画家はパトロンより発注を受けて、生計を立てていましたが、パトロンの間でもスタッブズの馬の絵は、当時、有名で人気のあった画家であったジェイムズ・シーモアやジョン・ウートンのものより正確であると評判になっていました。


そんなスタッブズが1762年ごろに描いた作品がイギリスの国立美術館に所蔵されている「ホイッスルジャケット」です。ホイッスルジャケットは、ロッキンガム侯爵の競走馬でした。スタッブズは細部まで正確に描写したと言われています。


それまで、馬の絵は横長のキャンバスに描かれており、影などの背景が書き入れられていました。しかし、この作品には背景はなく、馬の美しさを際立てることができるような構図、デザインになっています。これは当時の常識を覆すものでした。16世紀のスペインの画家で、やはり馬の絵を得意としていたディエゴ・ベラスケスが確立した手法を取り入れたものだと言われています。キャンバスは縦が約3メートル、横が約2.5メートルほどで、馬がほぼ等身大で描かれています。馬に注目してもらうために、乗り手も書き入れていません。馬の美しさが際立つ迫力と繊細さの共存する印象的な作品です。馬好きなら、一度見たら忘れられないでしょう。

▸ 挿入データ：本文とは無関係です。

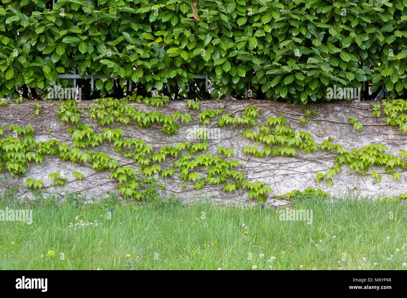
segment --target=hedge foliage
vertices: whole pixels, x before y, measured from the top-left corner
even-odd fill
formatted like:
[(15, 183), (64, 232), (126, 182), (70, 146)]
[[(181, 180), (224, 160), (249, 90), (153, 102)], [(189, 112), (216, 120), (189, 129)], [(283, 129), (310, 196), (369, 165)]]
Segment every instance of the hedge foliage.
[[(0, 97), (18, 95), (15, 84), (46, 89), (74, 68), (164, 94), (167, 84), (204, 90), (193, 75), (208, 74), (216, 97), (247, 98), (249, 83), (255, 98), (303, 103), (363, 82), (405, 95), (407, 0), (198, 0), (197, 18), (192, 4), (3, 0)], [(106, 96), (114, 84), (96, 88)]]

ジャック=ルイ・ダヴィッド《サン=ベルナール峠を越えるボナパルト》

馬が象徴として描かれた代表的な絵画
ジャック=ルイ・ダヴィッドの工房
《サン=ベルナール峠を越えるボナパルト》
東京富士美術館蔵 「東京富士美術館収蔵品データベース」収録

画家の名前に覚えがなくても、絵を見れば「ああ!」と思う人は多いはず。ナポレオンの肖像画として、教科書などで目にしたことのある方も多いのではないでしょうか。ジャック=ルイ・ダヴィットは18世紀のフランス人画家です。「サン=ベルナール峠を越えるボナパルト」を描いたあとにナポレオンに主席画家として任命され、やはり有名な「ナポレオン一世の戴冠式と皇妃ジョゼフィーヌの戴冠」を描きました。

この作品は、オーストリアに略奪された土地を奪い返すために、1800年ごろにアルプス越えをして、見事に勝利したナポレオンを称えて、スペイン国王が発注したものです。実はこの絵、ナポレオンが自分で追加発注したほどお気に入りのものだったようです。最初の原作はマルメゾン美術館にあり、大きなサイズで描かれたものがヴェルサイユ宮殿などに所蔵されています。東京富士美術館に所蔵されているものは、これらの作品を元にダヴィットの工房が作成したものと考えられているそうです。

ナポレオンは実際には、寒さや悪路に強いラバでアルプス越えをしたと言われています。19世紀に入ると、ある伯爵がナポレオンの資料をたくさん持ちだして、リアルなナポレオンの肖像画を描くよう、フランスで人気を博していた画家のポール・ドラローシュに依頼しました。ナポレオンがラバに乗ってアルプス越えをしている絵画も残っています。

また、「サン=ベルナール峠を越えるボナパルト」をよく見てみると、文字が書き入れてあることにお気づきでしょうか?それまでにアルプス越えをして名をはせたカルタゴのハンニバル将軍とフランク王国のカール大帝の名前が刻まれており、ナポレオンがアルプス越えをしたことにより、過去の偉人に肩を並べたことを示しています。

パブロ・ピカソ《ゲルニカ》

馬が象徴として描かれた代表的な絵画
パブロ・ピカソとバレエダンサーのレオニード・マシーン

スペイン人画家ピカソの「ゲルニカ」はあまりにも有名です。「ゲルニカ」は、スペインの共和国人民戦線政府とフランシス・フランコ率いる反乱軍との間に勃発したスペイン内戦で破壊されてしまった町の名前です。そこに住んでいた罪のない人々や動物たちを象徴として描き、反戦をキャンバスで表現したと言われています。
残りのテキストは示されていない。